5. The results show a trend towards higher mortality in the alteplase group (6.9%) compared to the tenecteplase group (1.1%), with a p-value of 0.06 (lines 119-120 and Table 2). While not reaching the conventional threshold for statistical significance, this is a noteworthy trend for a critical safety endpoint. The Discussion should address this trend. The authors should explore potential explanations, such as subtle baseline differences in stroke severity not captured by the median NIHSS, other unmeasured confounders, or the possibility of it being a chance finding. Omitting a discussion of this important safety signal weakens the manuscript's rigor.
   1. Response: We appreciate the reviewer’s comments, however, we concluded to not comment on any trends towards significance on any of our outcomes at the risk of making misleading conclusions and inflating significance.
6. The patient flow diagram (Figure 1) reveals a notable imbalance in exclusions for "Med not given" (n=10 in the tenecteplase arm vs. n=3 in the alteplase arm). This discrepancy may be meaningful. The authors should consider discussing whether this reflects a "learning curve" or other logistical challenges associated with the introduction of a new agent (e.g., pharmacist/physician unfamiliarity, preparation delays).
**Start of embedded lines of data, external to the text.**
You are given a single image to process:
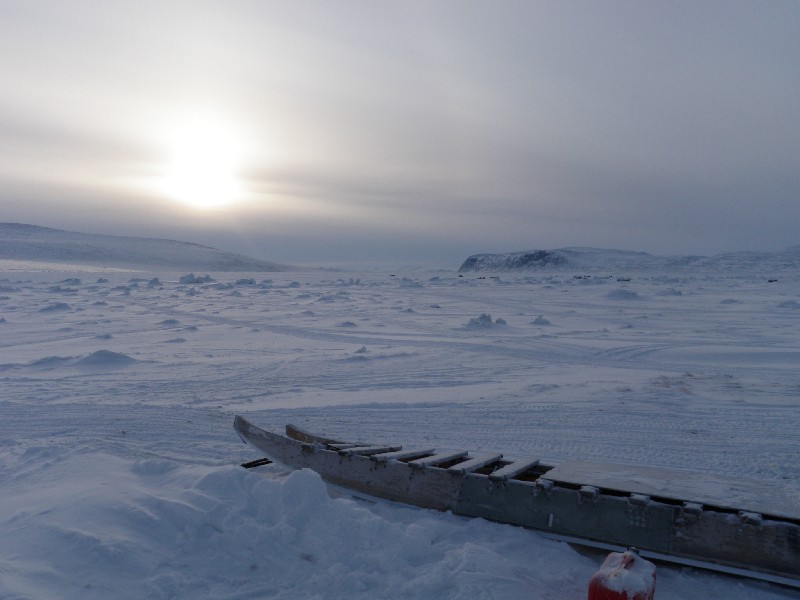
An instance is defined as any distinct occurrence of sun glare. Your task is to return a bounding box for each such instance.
[160,115,242,210]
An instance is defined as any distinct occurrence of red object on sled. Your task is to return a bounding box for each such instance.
[589,548,656,600]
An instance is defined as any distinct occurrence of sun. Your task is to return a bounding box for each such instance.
[159,113,243,210]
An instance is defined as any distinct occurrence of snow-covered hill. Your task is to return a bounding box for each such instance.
[459,246,800,273]
[0,223,285,272]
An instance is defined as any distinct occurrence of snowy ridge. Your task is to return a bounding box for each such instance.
[0,223,286,272]
[458,246,800,273]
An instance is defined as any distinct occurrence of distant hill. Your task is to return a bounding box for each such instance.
[458,246,800,273]
[0,223,288,272]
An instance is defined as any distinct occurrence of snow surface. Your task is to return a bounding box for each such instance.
[0,223,286,272]
[0,251,800,600]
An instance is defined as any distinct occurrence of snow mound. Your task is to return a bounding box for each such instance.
[77,350,138,369]
[39,302,72,312]
[0,448,593,600]
[464,313,508,329]
[606,290,642,300]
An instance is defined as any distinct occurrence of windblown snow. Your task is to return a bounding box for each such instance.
[0,232,800,600]
[0,223,286,272]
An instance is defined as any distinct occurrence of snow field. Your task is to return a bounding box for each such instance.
[0,265,800,600]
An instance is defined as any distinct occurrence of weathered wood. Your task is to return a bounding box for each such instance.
[448,454,503,474]
[547,460,800,521]
[489,458,539,481]
[406,450,468,469]
[370,448,436,462]
[286,424,341,444]
[339,446,403,456]
[234,417,800,588]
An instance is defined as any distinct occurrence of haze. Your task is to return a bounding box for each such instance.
[0,0,800,267]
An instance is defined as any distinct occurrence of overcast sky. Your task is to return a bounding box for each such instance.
[0,0,800,267]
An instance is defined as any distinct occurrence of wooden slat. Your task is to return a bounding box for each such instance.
[489,458,539,481]
[286,424,341,444]
[408,450,467,469]
[370,448,435,462]
[447,454,503,473]
[339,446,403,456]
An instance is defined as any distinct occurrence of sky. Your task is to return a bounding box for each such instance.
[0,0,800,268]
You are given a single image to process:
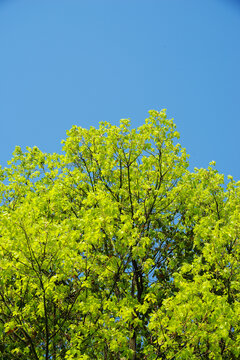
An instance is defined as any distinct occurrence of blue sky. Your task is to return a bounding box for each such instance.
[0,0,240,180]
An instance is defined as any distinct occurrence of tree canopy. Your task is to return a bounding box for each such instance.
[0,110,240,360]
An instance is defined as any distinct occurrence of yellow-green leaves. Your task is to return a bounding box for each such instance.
[0,110,240,360]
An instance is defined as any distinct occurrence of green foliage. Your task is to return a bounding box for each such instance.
[0,110,240,360]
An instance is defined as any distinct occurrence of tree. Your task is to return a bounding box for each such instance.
[0,110,240,360]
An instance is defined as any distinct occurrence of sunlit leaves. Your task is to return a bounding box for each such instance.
[0,110,240,360]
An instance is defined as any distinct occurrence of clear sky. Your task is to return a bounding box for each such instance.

A brief discussion on this point would enhance the practical relevance of the study for other institutions undergoing a similar transition.
   1. Response: Thank you for this suggestion. Please see highlighted lines 215-219 in the revised manuscript on an explanation on the discrepancies.
7. On line 93, the text reads "a<0.05". The standard notation is "p < 0.05". Please check and correct this throughout the manuscript for consistency.
   1. Response: Thank you for pointing this out. We changed to α = 0.05 to represent significance level.

Round 2

Reviewer 1 Report

Comments and Suggestions for Authors

After considering the reviewer's comments and the authors' changes to the manuscript, I believe the article is ready for publication.

Reviewer 2 Report

Comments and Suggestions for Authors

Dear Authors,

     I could see that you have modified things as per the suggestions.

    Spotted a few formatting errors in the revised manuscript, correct them

Reviewer 3 Report

Comments and Suggestions for Authors

The authors have addressed all of my previous concerns. I have no further comments.